As noted yesterday, the Quinn Group’s campaign against the independent Irish Financial Regulator’s decision to appoint administrators to run its Quinn Insurance arm continues. The BBC corrals the interfering ‘foreigners’ into one report, while the Irish Times was on the streets in Cavan – where it’s worth noting the professionally produced protest signs. The administrators’ report is to be given to the regulator today – whom Seán Quinn has grudgingly conceded was “technically” correct in his assessment of the insurance company’s position. As Mack mentioned in the comments here, some people are asking questions about the arrangement by which the Quinn family’s losses on Anglo-Irish Bank shares were covered by loans from the Anglo-Irish Bank. Simon Carswell in the Irish Times

It was a disastrous investment which together with some other share investments have cost the Quinn family losses of €3 billion. Quinn has only reluctantly – and on an entirely unsatisfactory drip-feed basis – released details of the impact of that investment and how owning an indirect stake of more than a quarter of the State’s third largest bank has undermined one of Ireland’s largest insurers.

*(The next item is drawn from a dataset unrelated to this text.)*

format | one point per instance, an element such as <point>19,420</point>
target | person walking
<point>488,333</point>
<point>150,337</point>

Yesterday brought a little more disclosure from Quinn – a statement from his overall business, the Quinn Group, said that “due primarily to equity losses of circa €3 billion outside of the Quinn Group, the Quinn family owe Anglo Irish Bank €2.8 billion”. In other words, the bank in which the family lost most of the €3 billion in equity investments gave loans to cover those losses. This confirmed what had been suspected for a considerable time.

Last word, for now, on the Quinn Group’s campaign, from Karl Whelan at Irish Econmy

The serious point here: We are where we are in large part due to very serious regulatory failures. If the first time our new regulator steps in and deals with what he sees as serious failures to comply with regulations, there is any sense of the government (any arm of it) stepping in to protect those who failed to comply, then this would do serious damage to our attempts to build an image of having made a fresh start on the regulatory front.